Starting with $x$, which is a positive integer or zero, and $y$ a second positive integer or zero, with $y \ne x$, we can create lists.
Set $p$ a prime greater than 2, $\alpha = \lfloor p/2 \rfloor$, and $\beta=\lceil \log_2{(p)} \rceil$. Then we can create 2 ordered sets; a set using $x$ and a set using $y$:
$$\left( x^\alpha, (x+1)^\alpha, (x+2)^\alpha, \dots (x+\beta)^\alpha \right)$$ $$\left( y^\alpha, (y+1)^\alpha, (y+2)^\alpha, \dots (y+\beta)^\alpha \right)$$
My question is: If we find the values contained in these ordered sets, are they always unique modulo $p$? In other words, must the sets created using $x$ and $y$ be different modulo $p$?

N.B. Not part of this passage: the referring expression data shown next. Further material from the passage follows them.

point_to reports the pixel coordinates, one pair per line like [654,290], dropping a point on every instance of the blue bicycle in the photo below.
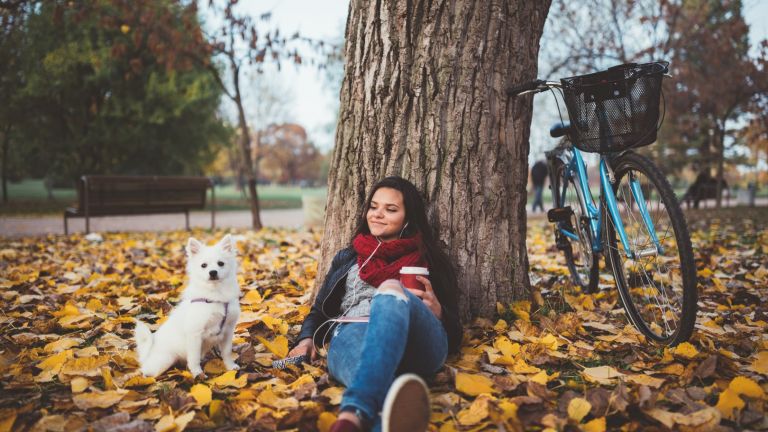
[636,223]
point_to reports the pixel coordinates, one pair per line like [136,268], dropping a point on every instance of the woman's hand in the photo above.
[428,297]
[305,346]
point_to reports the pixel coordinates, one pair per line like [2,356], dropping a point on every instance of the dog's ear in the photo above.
[227,244]
[193,246]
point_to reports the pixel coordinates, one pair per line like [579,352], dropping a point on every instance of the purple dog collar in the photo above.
[226,308]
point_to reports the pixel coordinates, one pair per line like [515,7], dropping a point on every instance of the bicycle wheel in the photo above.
[582,262]
[658,287]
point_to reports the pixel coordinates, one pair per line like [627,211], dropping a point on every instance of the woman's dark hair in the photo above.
[441,271]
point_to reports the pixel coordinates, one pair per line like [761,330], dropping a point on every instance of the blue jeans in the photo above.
[402,336]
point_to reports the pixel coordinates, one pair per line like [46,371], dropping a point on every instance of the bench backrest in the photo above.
[107,195]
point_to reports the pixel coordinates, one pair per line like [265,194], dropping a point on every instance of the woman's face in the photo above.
[386,215]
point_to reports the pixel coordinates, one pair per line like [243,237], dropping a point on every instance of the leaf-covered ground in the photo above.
[565,361]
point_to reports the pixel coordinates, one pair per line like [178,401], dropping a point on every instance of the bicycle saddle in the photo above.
[559,129]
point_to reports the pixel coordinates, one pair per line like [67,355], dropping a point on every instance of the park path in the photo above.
[21,226]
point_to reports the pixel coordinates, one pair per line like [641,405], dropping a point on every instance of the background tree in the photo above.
[286,155]
[424,97]
[100,95]
[12,24]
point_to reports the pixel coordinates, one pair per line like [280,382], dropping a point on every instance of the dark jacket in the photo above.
[539,173]
[328,303]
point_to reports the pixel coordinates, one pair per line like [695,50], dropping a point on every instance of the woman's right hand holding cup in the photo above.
[304,347]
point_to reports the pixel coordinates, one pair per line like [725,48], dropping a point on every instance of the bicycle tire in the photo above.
[647,284]
[583,265]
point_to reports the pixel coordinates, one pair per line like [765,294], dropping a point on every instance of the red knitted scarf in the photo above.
[388,259]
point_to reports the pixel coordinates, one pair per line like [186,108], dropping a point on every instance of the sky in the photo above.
[311,104]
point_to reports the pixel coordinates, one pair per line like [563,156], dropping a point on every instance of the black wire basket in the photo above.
[616,109]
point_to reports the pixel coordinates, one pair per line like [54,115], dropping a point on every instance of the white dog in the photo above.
[205,318]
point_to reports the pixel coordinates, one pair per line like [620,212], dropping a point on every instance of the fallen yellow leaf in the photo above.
[686,350]
[78,384]
[578,408]
[202,394]
[729,403]
[648,380]
[760,365]
[7,418]
[747,387]
[334,394]
[594,425]
[475,413]
[98,400]
[474,384]
[229,379]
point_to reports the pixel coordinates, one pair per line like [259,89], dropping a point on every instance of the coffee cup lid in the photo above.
[414,270]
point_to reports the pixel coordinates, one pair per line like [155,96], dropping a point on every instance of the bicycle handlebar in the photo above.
[532,85]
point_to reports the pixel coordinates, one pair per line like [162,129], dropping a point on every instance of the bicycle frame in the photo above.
[576,168]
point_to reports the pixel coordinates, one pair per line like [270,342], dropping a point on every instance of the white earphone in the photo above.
[404,227]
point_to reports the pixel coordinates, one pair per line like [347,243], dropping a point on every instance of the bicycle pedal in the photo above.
[560,214]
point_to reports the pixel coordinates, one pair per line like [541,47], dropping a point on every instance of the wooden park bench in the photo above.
[100,195]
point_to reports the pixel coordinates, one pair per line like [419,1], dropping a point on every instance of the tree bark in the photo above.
[6,148]
[720,166]
[245,145]
[424,97]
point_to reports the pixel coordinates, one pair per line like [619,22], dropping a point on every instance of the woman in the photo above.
[378,328]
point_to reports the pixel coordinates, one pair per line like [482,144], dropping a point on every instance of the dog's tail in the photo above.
[143,336]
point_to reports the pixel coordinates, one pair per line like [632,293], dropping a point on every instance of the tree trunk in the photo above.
[424,97]
[245,147]
[6,145]
[720,167]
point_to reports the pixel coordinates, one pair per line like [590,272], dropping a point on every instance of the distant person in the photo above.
[538,176]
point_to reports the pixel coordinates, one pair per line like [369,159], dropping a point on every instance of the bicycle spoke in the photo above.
[651,281]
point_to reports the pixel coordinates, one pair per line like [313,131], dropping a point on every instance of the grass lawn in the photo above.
[30,197]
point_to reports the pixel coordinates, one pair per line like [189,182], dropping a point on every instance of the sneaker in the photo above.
[406,407]
[344,426]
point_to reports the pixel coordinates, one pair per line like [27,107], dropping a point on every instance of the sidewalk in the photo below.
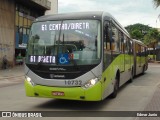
[16,71]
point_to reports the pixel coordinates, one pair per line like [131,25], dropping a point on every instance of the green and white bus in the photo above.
[80,56]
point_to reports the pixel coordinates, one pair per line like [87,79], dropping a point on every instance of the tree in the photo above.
[156,3]
[152,38]
[137,31]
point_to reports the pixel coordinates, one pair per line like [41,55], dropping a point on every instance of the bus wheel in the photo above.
[116,87]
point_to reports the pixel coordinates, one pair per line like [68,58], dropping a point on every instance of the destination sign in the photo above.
[43,59]
[65,26]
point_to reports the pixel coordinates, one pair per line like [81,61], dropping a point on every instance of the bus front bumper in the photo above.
[71,93]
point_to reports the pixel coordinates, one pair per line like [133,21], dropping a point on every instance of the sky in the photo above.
[127,12]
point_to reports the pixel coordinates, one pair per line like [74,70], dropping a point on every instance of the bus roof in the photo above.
[74,15]
[82,15]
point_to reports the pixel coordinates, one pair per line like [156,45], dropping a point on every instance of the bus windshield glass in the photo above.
[65,42]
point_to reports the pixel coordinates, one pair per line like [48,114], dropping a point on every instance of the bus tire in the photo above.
[116,87]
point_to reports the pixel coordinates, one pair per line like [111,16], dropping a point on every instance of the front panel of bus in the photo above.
[63,60]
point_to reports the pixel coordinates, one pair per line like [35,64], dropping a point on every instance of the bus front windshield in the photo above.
[64,42]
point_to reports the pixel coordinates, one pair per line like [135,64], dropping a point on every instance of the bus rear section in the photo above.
[64,59]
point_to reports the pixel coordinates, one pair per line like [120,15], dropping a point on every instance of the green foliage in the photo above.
[156,3]
[144,33]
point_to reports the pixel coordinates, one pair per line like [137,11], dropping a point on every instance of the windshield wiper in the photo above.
[40,63]
[74,64]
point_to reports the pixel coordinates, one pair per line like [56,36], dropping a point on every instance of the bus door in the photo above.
[107,56]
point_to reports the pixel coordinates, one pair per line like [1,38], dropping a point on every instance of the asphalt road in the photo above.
[133,96]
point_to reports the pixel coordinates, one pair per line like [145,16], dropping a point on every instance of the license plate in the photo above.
[57,93]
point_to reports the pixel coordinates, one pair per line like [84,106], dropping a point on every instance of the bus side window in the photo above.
[107,36]
[121,38]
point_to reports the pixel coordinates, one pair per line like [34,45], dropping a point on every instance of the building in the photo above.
[16,17]
[54,8]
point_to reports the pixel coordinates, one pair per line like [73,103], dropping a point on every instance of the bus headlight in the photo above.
[90,83]
[30,81]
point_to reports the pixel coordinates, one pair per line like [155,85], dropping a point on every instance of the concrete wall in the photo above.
[7,37]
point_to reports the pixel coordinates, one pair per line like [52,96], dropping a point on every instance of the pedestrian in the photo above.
[5,61]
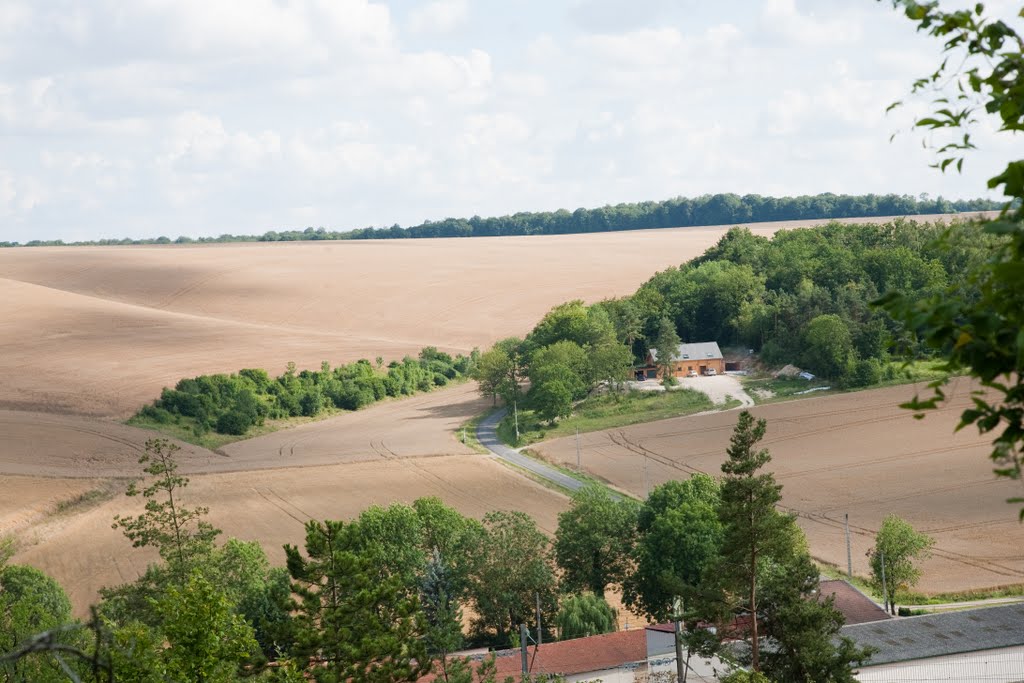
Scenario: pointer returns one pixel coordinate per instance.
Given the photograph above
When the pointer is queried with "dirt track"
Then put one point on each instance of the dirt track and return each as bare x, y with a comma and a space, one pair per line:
100, 330
87, 335
856, 454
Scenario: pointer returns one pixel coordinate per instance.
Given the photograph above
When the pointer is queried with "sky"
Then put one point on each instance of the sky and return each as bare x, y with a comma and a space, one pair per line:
146, 118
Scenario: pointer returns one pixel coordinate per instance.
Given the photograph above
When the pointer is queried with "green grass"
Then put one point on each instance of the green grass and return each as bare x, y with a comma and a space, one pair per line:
469, 429
913, 599
605, 412
788, 388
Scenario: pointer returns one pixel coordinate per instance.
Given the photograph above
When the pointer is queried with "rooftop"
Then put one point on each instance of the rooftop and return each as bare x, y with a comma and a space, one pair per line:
695, 351
938, 635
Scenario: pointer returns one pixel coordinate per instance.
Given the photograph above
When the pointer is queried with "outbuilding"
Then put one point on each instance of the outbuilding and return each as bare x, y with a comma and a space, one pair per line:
695, 358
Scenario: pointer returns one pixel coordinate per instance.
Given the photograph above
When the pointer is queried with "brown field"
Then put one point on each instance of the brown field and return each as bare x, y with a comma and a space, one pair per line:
88, 335
854, 454
100, 330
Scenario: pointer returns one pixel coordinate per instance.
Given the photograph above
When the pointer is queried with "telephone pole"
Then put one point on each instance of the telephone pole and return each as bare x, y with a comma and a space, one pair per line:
849, 557
579, 458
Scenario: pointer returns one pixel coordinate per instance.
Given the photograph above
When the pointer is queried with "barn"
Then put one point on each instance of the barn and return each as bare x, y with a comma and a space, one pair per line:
695, 358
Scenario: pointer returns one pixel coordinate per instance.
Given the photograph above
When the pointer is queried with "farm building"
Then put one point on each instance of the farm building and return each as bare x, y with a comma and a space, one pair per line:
965, 646
698, 358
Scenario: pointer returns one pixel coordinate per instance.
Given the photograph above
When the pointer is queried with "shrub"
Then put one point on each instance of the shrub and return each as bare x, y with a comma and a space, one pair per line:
235, 423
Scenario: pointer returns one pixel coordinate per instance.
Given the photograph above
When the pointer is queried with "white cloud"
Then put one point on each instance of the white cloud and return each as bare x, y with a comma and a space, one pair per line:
213, 116
439, 16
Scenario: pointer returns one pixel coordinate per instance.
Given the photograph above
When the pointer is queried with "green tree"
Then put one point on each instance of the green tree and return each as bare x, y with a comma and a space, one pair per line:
207, 642
666, 345
31, 603
502, 370
441, 612
552, 399
352, 624
828, 347
179, 534
585, 614
563, 361
594, 540
897, 547
978, 333
679, 537
753, 529
515, 567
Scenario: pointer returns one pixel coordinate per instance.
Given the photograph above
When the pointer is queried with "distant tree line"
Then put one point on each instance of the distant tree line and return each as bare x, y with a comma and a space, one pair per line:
235, 403
677, 212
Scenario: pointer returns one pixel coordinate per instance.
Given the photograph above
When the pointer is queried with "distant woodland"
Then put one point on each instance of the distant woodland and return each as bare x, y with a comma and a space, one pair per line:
678, 212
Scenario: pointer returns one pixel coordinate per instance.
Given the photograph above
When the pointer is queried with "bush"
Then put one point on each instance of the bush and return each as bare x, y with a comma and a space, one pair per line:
235, 423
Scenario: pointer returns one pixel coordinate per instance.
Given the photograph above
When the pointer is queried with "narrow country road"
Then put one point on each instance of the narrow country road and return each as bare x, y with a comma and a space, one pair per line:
486, 432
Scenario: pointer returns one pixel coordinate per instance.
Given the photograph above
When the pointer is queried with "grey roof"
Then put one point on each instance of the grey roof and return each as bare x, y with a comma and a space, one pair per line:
697, 351
941, 634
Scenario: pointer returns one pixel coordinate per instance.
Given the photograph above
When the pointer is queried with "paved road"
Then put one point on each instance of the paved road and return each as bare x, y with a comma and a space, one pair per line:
486, 433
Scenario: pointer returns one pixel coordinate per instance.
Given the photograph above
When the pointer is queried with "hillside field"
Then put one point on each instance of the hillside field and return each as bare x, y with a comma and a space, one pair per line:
855, 454
90, 334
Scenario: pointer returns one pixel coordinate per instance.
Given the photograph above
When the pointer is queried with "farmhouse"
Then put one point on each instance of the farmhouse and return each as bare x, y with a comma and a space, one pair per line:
971, 645
697, 358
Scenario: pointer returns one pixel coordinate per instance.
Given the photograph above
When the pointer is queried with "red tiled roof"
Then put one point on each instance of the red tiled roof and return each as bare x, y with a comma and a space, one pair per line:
580, 655
856, 607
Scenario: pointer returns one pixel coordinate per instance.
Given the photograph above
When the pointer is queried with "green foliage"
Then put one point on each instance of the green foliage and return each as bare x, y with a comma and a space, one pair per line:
803, 628
31, 602
978, 329
515, 565
594, 541
676, 212
502, 370
178, 532
585, 614
827, 346
679, 537
753, 529
353, 623
900, 546
207, 641
233, 404
666, 345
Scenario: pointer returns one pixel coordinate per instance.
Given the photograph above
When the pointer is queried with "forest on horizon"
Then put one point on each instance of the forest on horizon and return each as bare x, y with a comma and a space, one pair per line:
676, 212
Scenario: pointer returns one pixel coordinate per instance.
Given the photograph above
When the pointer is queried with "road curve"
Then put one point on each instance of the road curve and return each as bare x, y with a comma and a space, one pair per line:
486, 433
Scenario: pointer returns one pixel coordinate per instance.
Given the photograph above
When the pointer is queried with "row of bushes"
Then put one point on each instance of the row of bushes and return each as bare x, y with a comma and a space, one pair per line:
235, 403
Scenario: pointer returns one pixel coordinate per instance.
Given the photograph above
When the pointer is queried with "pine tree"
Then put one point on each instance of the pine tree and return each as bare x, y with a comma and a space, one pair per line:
753, 528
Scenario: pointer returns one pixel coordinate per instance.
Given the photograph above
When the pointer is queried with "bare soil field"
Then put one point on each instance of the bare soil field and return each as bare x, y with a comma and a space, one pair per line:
856, 454
100, 330
88, 335
83, 553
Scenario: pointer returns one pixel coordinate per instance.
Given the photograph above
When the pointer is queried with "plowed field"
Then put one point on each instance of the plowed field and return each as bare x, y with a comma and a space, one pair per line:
854, 454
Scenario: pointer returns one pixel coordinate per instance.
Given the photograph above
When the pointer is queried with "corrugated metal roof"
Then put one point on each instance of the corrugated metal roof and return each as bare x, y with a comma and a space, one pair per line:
939, 635
695, 351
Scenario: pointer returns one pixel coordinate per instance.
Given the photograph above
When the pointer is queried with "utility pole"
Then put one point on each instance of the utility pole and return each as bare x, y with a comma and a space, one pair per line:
885, 593
579, 459
677, 612
646, 483
849, 557
515, 417
523, 634
540, 636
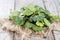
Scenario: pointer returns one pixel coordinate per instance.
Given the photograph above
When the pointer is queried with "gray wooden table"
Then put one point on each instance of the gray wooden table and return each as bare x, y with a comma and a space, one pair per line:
52, 5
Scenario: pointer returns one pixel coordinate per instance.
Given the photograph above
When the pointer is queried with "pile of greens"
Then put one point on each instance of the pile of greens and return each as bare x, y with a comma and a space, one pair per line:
33, 17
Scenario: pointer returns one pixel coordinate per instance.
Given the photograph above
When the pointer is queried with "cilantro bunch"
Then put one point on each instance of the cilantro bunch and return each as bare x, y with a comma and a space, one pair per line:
33, 17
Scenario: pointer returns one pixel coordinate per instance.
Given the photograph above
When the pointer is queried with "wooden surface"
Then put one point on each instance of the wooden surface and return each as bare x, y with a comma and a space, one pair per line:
52, 5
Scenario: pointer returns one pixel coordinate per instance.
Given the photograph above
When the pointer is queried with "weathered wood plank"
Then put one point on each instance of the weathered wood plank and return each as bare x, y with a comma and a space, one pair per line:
50, 5
5, 6
20, 3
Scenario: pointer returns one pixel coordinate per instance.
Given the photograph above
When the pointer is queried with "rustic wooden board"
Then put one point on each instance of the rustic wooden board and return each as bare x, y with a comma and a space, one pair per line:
54, 7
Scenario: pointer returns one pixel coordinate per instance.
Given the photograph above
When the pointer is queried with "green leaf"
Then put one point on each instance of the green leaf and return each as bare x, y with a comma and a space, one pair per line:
28, 24
37, 18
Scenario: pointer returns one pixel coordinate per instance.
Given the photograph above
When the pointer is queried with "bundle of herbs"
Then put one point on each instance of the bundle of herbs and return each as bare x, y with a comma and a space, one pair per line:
33, 17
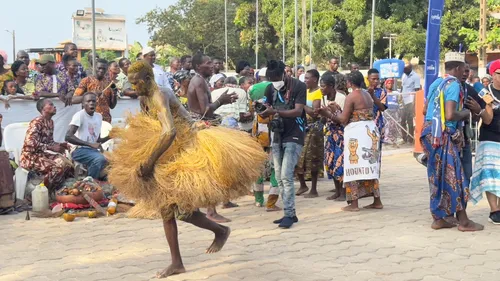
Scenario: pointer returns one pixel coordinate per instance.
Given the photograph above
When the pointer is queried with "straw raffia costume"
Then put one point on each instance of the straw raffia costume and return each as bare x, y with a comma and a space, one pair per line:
204, 165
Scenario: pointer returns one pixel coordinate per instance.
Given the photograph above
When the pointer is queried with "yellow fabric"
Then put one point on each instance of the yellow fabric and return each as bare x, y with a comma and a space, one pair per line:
312, 96
202, 168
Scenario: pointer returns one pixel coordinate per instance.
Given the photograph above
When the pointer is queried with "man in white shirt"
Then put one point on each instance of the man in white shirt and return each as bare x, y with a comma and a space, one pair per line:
411, 84
232, 113
84, 133
161, 78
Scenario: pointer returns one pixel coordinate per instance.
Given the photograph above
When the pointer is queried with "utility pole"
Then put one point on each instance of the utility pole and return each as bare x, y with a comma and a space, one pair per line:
390, 37
372, 34
483, 10
283, 27
310, 36
13, 33
94, 54
257, 34
225, 30
303, 31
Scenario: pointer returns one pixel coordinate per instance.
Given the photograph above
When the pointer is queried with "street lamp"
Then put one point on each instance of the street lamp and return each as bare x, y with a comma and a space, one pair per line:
13, 33
390, 37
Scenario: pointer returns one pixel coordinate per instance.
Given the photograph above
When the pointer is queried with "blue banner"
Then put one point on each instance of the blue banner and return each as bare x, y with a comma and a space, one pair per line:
432, 43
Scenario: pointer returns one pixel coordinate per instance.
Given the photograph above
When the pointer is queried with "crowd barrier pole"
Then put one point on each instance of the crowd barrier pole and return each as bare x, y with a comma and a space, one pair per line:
419, 122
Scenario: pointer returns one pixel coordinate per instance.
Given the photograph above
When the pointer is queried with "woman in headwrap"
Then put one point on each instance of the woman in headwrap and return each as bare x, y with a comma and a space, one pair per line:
392, 115
334, 88
183, 77
5, 74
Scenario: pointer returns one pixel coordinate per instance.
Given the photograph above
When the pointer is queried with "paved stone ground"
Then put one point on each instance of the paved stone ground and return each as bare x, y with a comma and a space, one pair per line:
396, 243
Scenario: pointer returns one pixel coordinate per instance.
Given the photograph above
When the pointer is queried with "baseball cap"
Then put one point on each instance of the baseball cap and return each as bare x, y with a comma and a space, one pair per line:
46, 58
494, 66
147, 50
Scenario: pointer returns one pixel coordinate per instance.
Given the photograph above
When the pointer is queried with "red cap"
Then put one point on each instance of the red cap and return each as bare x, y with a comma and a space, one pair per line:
494, 66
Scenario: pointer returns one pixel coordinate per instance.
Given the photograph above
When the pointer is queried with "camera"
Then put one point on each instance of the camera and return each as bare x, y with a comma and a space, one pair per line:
277, 125
259, 107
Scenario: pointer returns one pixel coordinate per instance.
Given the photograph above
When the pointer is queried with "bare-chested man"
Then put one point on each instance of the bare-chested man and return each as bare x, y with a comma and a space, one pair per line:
201, 106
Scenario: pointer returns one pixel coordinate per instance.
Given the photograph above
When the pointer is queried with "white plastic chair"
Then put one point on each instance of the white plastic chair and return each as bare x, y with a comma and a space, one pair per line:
105, 129
14, 135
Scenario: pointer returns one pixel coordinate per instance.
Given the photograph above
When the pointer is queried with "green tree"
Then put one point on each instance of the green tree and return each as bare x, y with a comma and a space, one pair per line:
196, 25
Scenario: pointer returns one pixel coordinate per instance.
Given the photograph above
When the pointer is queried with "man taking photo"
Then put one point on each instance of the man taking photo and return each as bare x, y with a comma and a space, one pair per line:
285, 99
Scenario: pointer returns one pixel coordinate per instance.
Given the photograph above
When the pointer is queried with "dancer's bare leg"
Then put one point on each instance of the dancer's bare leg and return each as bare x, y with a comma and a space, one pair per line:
215, 217
176, 267
221, 232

No. For example if $x=7,y=11,p=23,\alpha=11,\beta=5$ $$ \begin{array}{lll} 7^\alpha & \equiv 11^\alpha &\equiv -1 \pmod{23} \\ 8^\alpha & \equiv 12^\alpha &\equiv +1 \pmod{23} \\ 9^\alpha & \equiv 13^\alpha &\equiv +1 \pmod{23} \\ 10^\alpha & \equiv 14^\alpha &\equiv -1 \pmod{23} \\ 11^\alpha & \equiv 15^\alpha &\equiv -1 \pmod{23} \\ 12^\alpha & \equiv 16^\alpha &\equiv +1 \pmod{23} \\ \end{array} $$
Since $\alpha=\lfloor p/2\rfloor = (p-1)/2$, for $n\not \equiv 0 \pmod p$ we have $n^\alpha \equiv \pm 1 \pmod{p}$. So for a choice of $x$ with $0<x<p-\beta$ there are only $2^{\beta+1}$ possible $(\beta+1)$-tuples that can result.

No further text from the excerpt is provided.